How has being an alumna of Mount Holyoke impacted your life? My MHC education gave me confidence in my own abilities, reinforced my assertiveness in continuing to strive and instilled problem-solving skills, intellectual discipline and the value of hard work, which, like my mother and aunts, resulted in my success in graduate school and in my career. MHC’s superior efforts to maintain connection with alums reinforces my commitment to education for women and equality of educational opportunity.
As a member of the Laurel Chain Society, you are one of Mount Holyoke’s most dedicated supporters. Why do you give to the College each year? What does it mean to you to be a member of the Laurel Chain Society? My practice of giving to the College each year comes from a commitment to budgeting for charitable causes based on values instilled by my parents as a child, the high priority I place on advanced education for women, and MHC’s commitment to equal educational opportunity for women and its stance in the social justice arena. To me, the Laurel Chain Society is a nice way to thank me for my contributions to the College; I appreciate the recognition.
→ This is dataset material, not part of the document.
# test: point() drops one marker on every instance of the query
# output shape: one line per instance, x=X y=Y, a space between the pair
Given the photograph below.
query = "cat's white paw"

Do you have a favorite Mount Holyoke memory? My good memories are many: experiencing for the first time Motown music as a resident of a small diverse community in Pearson Annex my sophomore year; sketching on the bridge at Lower Lake; presenting with my comps project, the result of my hard work in the major I loved; painting in the studios at Dwight; enjoying times together with my first friends from Freshman year; savoring coffee at the “CI” – T.S. Eliot’s quote carved in one table – “I have measured out my life in coffee spoons.”